Na coalizão tarsal, a imagem radiográfica conhecida como "nariz de tamanduá" é característica da barra:
- A)talocalcaneana, na incidência de perfil
Errada: a coalizão talocalcaneana não é a associada ao sinal radiográfico do "nariz de tamanduá".
- B)talocalcaneana, na incidência oblíqua
Errada: a incidência oblíqua é a mais útil para a coalizão calcaneonavicular, não para a talocalcaneana.
- C)calcaneonavicular, na incidência de perfil
Errada: a coalizão calcaneonavicular pode aparecer na oblíqua, mas o "nariz de tamanduá" é o achado clássico dessa barra, não da incidência de perfil.
- D)calcaneonavicular, na incidência oblíqua
Certa: o "nariz de tamanduá" é característico da coalizão calcaneonavicular na incidência oblíqua do pé.
Gabarito: D
A coalizão tarsal é uma união anormal entre dois ossos do tarso, e isso costuma dar dor, rigidez e pé plano, especialmente em crianças e adolescentes.
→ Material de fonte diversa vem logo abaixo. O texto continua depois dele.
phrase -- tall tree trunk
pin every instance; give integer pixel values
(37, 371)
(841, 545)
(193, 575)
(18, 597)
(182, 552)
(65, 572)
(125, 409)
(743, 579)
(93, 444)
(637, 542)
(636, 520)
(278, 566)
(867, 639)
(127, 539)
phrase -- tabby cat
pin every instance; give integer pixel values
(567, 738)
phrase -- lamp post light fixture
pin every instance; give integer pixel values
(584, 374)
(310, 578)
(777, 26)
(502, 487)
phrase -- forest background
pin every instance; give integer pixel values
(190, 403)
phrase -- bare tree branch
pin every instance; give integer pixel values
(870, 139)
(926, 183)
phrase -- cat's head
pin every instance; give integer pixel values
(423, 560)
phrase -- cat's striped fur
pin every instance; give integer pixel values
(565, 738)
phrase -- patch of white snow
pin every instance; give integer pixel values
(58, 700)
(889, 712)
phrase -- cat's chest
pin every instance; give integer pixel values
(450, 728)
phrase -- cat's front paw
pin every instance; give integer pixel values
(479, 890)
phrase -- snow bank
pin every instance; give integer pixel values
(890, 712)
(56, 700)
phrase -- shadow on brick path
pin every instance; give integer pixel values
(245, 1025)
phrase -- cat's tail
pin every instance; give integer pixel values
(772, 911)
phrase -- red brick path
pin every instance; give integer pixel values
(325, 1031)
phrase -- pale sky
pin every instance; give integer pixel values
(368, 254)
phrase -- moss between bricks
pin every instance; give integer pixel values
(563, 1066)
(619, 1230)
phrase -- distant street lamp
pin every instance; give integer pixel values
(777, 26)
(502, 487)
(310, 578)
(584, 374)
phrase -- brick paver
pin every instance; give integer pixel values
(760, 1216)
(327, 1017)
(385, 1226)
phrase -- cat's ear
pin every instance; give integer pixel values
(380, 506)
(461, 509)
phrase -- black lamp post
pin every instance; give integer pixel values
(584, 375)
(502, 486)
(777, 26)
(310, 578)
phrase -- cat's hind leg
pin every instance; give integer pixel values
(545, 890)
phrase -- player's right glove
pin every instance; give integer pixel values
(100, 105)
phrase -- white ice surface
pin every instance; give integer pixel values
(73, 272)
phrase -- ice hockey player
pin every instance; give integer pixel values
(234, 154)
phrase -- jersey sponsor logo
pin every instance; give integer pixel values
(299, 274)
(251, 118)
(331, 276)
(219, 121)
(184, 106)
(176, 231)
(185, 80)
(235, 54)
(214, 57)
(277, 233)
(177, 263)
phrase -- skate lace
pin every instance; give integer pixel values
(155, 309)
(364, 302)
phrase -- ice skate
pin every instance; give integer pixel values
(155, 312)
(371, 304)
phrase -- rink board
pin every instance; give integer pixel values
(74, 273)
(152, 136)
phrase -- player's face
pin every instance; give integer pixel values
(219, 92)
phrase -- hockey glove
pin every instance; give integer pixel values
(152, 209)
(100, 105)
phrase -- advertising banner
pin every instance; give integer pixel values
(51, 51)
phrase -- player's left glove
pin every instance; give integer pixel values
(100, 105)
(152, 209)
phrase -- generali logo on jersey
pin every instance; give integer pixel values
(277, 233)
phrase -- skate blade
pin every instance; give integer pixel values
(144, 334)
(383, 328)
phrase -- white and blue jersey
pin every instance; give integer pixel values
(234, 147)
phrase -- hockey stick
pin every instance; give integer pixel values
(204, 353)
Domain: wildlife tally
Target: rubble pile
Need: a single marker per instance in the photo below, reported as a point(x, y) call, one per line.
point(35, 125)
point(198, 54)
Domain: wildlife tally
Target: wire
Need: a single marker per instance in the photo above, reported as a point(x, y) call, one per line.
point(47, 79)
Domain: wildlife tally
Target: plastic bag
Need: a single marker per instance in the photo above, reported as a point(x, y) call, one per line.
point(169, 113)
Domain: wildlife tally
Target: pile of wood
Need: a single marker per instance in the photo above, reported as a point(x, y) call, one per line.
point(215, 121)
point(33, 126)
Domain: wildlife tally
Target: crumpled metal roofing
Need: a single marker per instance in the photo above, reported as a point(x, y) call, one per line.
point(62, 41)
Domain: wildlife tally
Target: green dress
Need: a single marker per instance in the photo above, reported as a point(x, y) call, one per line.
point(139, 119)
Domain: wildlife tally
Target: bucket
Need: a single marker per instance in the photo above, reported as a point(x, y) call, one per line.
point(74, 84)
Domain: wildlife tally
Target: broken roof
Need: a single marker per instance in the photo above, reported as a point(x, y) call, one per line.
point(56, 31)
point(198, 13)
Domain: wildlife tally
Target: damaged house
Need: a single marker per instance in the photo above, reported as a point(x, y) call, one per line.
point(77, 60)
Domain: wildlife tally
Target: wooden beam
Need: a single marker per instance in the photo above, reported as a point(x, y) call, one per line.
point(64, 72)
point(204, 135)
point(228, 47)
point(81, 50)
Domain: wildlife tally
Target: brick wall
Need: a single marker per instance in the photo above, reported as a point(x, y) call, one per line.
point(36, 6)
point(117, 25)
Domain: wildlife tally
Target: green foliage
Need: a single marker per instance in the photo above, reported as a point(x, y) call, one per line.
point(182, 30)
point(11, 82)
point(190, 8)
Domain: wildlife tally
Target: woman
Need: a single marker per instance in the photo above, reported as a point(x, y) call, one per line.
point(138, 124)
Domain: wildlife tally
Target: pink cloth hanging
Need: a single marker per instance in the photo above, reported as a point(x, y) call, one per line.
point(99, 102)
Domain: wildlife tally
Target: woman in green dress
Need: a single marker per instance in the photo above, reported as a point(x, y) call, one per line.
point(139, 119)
As duas coalizões mais cobradas são a talocalcaneana e a calcaneonavicular, então o truque da prova é ligar a barra certa ao melhor exame de imagem. Na coalizão calcaneonavicular, a radiografia oblíqua do pé é a clássica porque pode mostrar o sinal do "nariz de tamanduá". Esse nome vem do aspecto alongado e ponteagudo da apófise do calcâneo, que lembra mesmo um focinho. É um achado bem conhecido em ortopedia e aparece como pista radiográfica desse tipo de barra. Já a coalizão talocalcaneana costuma ser mais discreta na radiografia simples e pode exigir incidências específicas ou tomografia para melhor avaliação. Por isso, quando a questão fala em "nariz de tamanduá", você deve pensar em coalizão calcaneonavicular e incidência oblíqua, que é exatamente o gabarito. Em resumo: se a prova te der "nariz de tamanduá", não deixe a banca te levar para o lado do tálus por engano. Esse sinal é o clássico da barra calcaneonavicular, e não da talocalcaneana.